Playwright UI Matrix

The browser suite now keeps only browser-only smoke paths. Query parity, Drilldown resource contracts, datasource bootstrap, and most tail protocol coverage live in test/e2e-compat or lower-level Go tests so CI does not keep paying Chromium cost for them.

Compose Screenshot Workflow

The repository includes a direct Playwright capture script for documentation screenshots:

cd test/e2e-compat
docker compose up -d --build
../../scripts/ci/wait_e2e_stack.sh 180

cd ../e2e-ui
npm ci
npx playwright install chromium
npm run capture:screenshots

Output directory:

  • docs/images/ui/explore-main.png
  • docs/images/ui/explore-details.png
  • docs/images/ui/drilldown-main.png
  • docs/images/ui/drilldown-service.png
  • docs/images/ui/explore-tail-multitenant.png

The capture script writes a fresh seed batch and continues background log ingestion while taking screenshots, so Explore range queries, live tail, and Drilldown screenshots include visible active data.

Optional overrides:

  • SCREENSHOT_FROM (default now-5m)
  • SCREENSHOT_TO (default now)
  • SCREENSHOT_OUT_DIR (default ../../docs/images/ui)
  • GRAFANA_URL (default http://127.0.0.1:3002)

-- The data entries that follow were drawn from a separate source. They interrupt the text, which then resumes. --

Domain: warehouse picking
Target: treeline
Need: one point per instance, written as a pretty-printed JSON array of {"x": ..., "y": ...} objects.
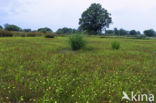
[
  {"x": 123, "y": 32},
  {"x": 14, "y": 30}
]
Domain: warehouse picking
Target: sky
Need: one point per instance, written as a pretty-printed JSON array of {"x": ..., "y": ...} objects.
[{"x": 34, "y": 14}]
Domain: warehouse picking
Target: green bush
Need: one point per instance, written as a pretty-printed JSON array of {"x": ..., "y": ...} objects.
[
  {"x": 77, "y": 41},
  {"x": 49, "y": 35},
  {"x": 115, "y": 45}
]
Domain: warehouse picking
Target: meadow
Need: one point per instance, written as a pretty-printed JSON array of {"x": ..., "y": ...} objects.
[{"x": 46, "y": 70}]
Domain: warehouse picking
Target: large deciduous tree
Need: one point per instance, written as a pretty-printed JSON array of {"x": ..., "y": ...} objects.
[{"x": 95, "y": 19}]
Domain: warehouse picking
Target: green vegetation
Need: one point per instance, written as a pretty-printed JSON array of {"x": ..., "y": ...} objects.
[
  {"x": 76, "y": 41},
  {"x": 66, "y": 30},
  {"x": 115, "y": 45},
  {"x": 41, "y": 70},
  {"x": 11, "y": 27},
  {"x": 95, "y": 19}
]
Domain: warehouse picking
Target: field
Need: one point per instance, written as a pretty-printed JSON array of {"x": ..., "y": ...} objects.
[{"x": 44, "y": 70}]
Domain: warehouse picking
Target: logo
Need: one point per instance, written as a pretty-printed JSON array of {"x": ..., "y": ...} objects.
[{"x": 138, "y": 97}]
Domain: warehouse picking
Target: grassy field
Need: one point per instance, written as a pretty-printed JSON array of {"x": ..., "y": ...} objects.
[{"x": 42, "y": 70}]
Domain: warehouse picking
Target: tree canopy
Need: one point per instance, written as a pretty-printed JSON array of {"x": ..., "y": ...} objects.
[
  {"x": 45, "y": 30},
  {"x": 95, "y": 19},
  {"x": 150, "y": 33}
]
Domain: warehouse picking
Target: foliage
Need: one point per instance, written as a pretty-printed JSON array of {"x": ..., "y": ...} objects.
[
  {"x": 150, "y": 33},
  {"x": 4, "y": 33},
  {"x": 115, "y": 45},
  {"x": 45, "y": 30},
  {"x": 95, "y": 19},
  {"x": 123, "y": 32},
  {"x": 65, "y": 30},
  {"x": 77, "y": 41},
  {"x": 10, "y": 27}
]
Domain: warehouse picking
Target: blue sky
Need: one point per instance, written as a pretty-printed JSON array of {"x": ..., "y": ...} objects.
[{"x": 127, "y": 14}]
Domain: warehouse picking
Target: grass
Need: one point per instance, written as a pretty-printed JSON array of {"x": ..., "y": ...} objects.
[{"x": 41, "y": 70}]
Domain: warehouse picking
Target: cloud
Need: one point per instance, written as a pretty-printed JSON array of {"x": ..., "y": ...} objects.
[{"x": 128, "y": 14}]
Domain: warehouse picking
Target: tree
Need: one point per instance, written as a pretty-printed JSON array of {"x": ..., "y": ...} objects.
[
  {"x": 27, "y": 30},
  {"x": 95, "y": 19},
  {"x": 150, "y": 33},
  {"x": 45, "y": 30},
  {"x": 66, "y": 30},
  {"x": 10, "y": 27},
  {"x": 1, "y": 28}
]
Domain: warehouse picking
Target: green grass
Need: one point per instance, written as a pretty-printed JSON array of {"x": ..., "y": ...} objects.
[{"x": 43, "y": 70}]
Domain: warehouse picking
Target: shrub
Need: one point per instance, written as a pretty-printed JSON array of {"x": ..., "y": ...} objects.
[
  {"x": 4, "y": 33},
  {"x": 115, "y": 45},
  {"x": 77, "y": 41}
]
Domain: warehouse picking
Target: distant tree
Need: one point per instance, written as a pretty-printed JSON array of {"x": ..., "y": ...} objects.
[
  {"x": 45, "y": 30},
  {"x": 1, "y": 27},
  {"x": 95, "y": 19},
  {"x": 133, "y": 32},
  {"x": 109, "y": 32},
  {"x": 10, "y": 27},
  {"x": 66, "y": 30},
  {"x": 27, "y": 30},
  {"x": 150, "y": 33},
  {"x": 123, "y": 32}
]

CI prefers the runner's existing Chrome/Chromium binary for these shards and falls back to npx playwright install chromium only when no system browser is available. That removes the repeated apt dependency install from the common GitHub-hosted path.

CI Shards

Shard Command Primary focus
datasource npx playwright test tests/datasource.spec.ts Grafana datasource settings smoke
explore-core npx playwright test --grep @explore-core one default Explore browser smoke
explore-tail npx playwright test --grep @explore-tail browser-only multi-tenant (__tenant_id__ exact and negative regex) plus live-tail recovery
drilldown-core npx playwright test --grep @drilldown-core Explore detail-panel smoke and single-tenant Logs Drilldown smoke
drilldown-multitenant npx playwright test --grep @drilldown-mt multi-tenant Logs Drilldown landing/service/fields plus URL filter-reload persistence

E2E Compatibility Matrix

The Docker-backed test/e2e-compat suite now runs as four functional PR shards instead of one monolithic job. Each shard builds the stack, waits on explicit HTTP readiness checks, and runs only its own test family.

Shard Primary scope
e2e-compat (core) Loki/VL surface parity, alerting, chaining, Explore HTTP contracts, control-plane endpoints
e2e-compat (drilldown) Drilldown contracts, Drilldown runtime-family checks, track-score summaries
e2e-compat (otel-edge) OTel label translation, complex queries, edge-case payloads and parser behavior
e2e-compat (tail-multitenancy) multi-tenant behavior, tail transport semantics, response/security edge checks

Stack startup now uses wait_e2e_stack.sh instead of docker compose --wait or fixed sleeps. That avoids false failures from services without Docker healthchecks and lets UI and compat jobs share the same readiness logic.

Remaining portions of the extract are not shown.